Ein „Engel“ für Sarah
Riegelsberg · Von einer Sekunde auf die andere drohte Sarah Webers Podologie-Praxis das Aus. Nach einem schweren Verkehrsunfall im Juni 2016 (die SZ berichtete) konnte sie monatelang nicht arbeiten. Wie lassen sich da die Kunden halten?
Ohne ihren "Engel" würde es ihren Laden nicht mehr geben. Das sagt Sarah Weber mit Nachdruck. Die 33-Jährige aus Holz führt seit knapp vier Jahren eine Praxis für Podologie (medizinische Fußpflege) in der Riegelsberger Kirchstraße. Von einer Sekunde auf die andere drohte im vergangenen Sommer ihrer beruflichen Existenz das Aus.
Wir treffen Sarah Weber und "Engel" Angela Meier in der Praxis - zwei junge Frauen, zweimal blonde Haare, zweimal viel Lachen. Sie kennen sich seit zehn Jahren, begegneten sich in ihrer Ausbildung. Als Sarah Weber eine Mitarbeiterin sucht, findet sie Angela Meier. Die heute 30-Jährige aus Völklingen-Heidstock - verheiratet, eine Tochter (3) - will zum Juni 2016 an zwei Vormittagen die Woche einsteigen. Gerade dreimal können sie zusammen arbeiten. Dann schlägt das Schicksal zu: Kurz nach Mitternacht am Sonntag, 12. Juni, verunglückt Sarah Weber auf der Bietschieder Höhe zwischen Heusweiler und Holz (die SZ berichtete, siehe "Rückblick"). Sie kommt auf die Intensivstation. Am Montagmorgen um 6.32 Uhr erreicht Angela Meier eine SMS aus dem Krankenhaus, dazu ein Link zu Facebook übers Unfallgeschehen. Angela Meier beruhigt ihre Chefin und Freundin umgehend telefonisch: "Ich hab‘ ihr gesagt: Wir kriegen das irgendwie hin." Um 10 Uhr trifft sie sich mit Sarahs Mutter vor der Praxis: "Ich hatte ja keinen Schlüssel." Sie nimmt sich das Terminbuch vor, führt in den nächsten Tagen ungezählte Telefonate - Kunden übernehmen, Termine verschieben oder auch absagen: "Die ersten fünf bis sechs Wochen waren die schlimmsten."
Zu diesem Zeitpunkt gehen die Frauen aber auch noch davon aus, dass Sarah Weber bald zurückkommen kann. Doch vor allem das linke Handgelenk macht fortdauernd Probleme. Angela Meier nimmt auf sich, was sie unterbringen kann. Der Laden muss weiterlaufen. Kunden , die jetzt gehen, drohen wegzubleiben. Für den kleinen Laden eine große Gefahr.
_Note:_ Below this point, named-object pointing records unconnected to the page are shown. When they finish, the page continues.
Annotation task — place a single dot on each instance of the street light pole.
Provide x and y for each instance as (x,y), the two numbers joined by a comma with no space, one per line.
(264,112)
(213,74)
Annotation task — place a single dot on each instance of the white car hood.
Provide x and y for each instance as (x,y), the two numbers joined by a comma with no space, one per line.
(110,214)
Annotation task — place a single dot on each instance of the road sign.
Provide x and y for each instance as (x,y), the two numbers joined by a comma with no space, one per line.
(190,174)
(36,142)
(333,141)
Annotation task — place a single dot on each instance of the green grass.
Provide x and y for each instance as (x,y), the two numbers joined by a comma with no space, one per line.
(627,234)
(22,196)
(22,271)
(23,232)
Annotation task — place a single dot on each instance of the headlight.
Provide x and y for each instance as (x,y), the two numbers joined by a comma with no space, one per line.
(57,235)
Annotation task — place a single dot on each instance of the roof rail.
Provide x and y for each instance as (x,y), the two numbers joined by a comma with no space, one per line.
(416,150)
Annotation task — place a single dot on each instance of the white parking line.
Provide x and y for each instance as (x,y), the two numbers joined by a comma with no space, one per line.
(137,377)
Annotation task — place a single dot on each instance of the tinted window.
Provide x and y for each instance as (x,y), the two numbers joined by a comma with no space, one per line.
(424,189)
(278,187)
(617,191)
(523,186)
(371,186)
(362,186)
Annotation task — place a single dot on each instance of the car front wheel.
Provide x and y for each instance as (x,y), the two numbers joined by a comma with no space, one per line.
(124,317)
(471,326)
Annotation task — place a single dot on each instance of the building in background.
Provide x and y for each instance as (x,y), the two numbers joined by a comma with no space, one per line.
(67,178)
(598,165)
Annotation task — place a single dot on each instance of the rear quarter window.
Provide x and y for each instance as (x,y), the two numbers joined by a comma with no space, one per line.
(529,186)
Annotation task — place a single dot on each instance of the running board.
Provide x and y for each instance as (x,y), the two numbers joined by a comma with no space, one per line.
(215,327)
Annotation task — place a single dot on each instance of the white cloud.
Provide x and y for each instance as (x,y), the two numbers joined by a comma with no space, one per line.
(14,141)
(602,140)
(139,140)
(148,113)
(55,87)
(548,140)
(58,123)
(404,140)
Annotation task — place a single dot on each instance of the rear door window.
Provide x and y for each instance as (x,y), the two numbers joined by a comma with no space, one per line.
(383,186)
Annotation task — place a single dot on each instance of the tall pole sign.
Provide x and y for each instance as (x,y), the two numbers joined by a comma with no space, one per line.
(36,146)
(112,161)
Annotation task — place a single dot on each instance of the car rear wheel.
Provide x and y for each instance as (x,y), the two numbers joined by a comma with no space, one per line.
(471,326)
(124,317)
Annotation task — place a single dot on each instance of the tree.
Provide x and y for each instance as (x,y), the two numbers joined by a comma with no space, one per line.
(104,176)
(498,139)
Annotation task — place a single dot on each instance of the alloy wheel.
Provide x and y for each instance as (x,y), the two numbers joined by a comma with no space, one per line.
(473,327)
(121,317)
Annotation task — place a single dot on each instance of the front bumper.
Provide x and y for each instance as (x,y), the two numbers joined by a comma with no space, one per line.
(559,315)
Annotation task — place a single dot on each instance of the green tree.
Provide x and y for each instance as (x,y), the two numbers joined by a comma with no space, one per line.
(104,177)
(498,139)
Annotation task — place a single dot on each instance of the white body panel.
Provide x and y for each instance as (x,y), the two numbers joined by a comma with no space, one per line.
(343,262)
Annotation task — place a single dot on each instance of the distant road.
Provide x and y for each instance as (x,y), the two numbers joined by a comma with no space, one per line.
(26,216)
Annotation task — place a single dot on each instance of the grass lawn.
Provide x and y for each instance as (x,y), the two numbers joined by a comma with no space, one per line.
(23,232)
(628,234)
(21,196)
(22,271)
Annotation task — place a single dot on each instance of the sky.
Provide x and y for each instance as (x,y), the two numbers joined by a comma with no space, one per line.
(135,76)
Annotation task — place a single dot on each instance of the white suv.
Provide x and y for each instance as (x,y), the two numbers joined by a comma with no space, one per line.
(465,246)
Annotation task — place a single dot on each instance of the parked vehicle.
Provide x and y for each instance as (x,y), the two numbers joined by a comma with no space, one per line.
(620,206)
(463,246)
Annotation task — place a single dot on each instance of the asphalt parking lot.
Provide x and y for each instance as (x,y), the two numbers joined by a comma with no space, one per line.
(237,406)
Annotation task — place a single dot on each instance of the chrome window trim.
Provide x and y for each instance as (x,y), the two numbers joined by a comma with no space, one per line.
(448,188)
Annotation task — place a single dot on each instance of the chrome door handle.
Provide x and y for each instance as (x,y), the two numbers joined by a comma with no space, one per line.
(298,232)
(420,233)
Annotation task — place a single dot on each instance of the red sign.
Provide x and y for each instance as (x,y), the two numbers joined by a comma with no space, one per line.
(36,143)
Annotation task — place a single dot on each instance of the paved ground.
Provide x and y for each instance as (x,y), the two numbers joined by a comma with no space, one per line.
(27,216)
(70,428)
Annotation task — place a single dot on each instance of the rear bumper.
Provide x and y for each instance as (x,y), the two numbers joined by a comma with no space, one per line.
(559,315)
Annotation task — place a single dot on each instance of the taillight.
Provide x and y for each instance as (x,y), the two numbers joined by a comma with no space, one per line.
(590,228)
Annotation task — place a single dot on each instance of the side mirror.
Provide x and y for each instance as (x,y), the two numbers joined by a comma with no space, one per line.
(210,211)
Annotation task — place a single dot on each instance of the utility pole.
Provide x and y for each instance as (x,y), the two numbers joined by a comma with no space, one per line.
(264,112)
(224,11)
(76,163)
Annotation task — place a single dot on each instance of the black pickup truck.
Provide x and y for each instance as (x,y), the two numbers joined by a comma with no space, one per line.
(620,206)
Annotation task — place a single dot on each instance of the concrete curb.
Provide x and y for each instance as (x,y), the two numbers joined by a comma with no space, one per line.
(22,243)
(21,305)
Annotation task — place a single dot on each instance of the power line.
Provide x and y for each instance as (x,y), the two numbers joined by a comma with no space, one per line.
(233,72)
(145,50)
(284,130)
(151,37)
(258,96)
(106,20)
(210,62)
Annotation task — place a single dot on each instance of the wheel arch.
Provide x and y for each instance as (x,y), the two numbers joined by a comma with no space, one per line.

"Das war ein Kraftakt", sagt Angela Meier im Rückblick. "Ich war gerade erst aus zwei Jahren Elternzeit zurück. Eine große Umstellung." Und ihre Familie musste das Engagement mittragen. Sarah Weber konnte sich derweil nur in Geduld üben. Die Freundin habe sich als "gute Chefin" gezeigt, sagt Angela Meier: "Sarah hat mir sämtliche Freiräume gelassen, war besorgt um mich."
Jetzt kann der "Engel" in seine Wunsch-Teilzeit zurück. Sarah Weber hat sich schrittweise wieder an die Arbeit herangetastet. Eine zehnprozentige Erwerbsminderung wird bleiben, sagt die alleinerziehende Mutter einer Tochter (7). Finanzielle Reserven seien aufgebraucht, Gespräche mit Versicherung, Finanzamt oder Arbeitsamt kosteten Kraft. "Ich bleibe optimistisch", sagt Sarah Weber. Die Praxis habe Kunden verloren: "Aber drei Kunden sind auch schon wieder zurück."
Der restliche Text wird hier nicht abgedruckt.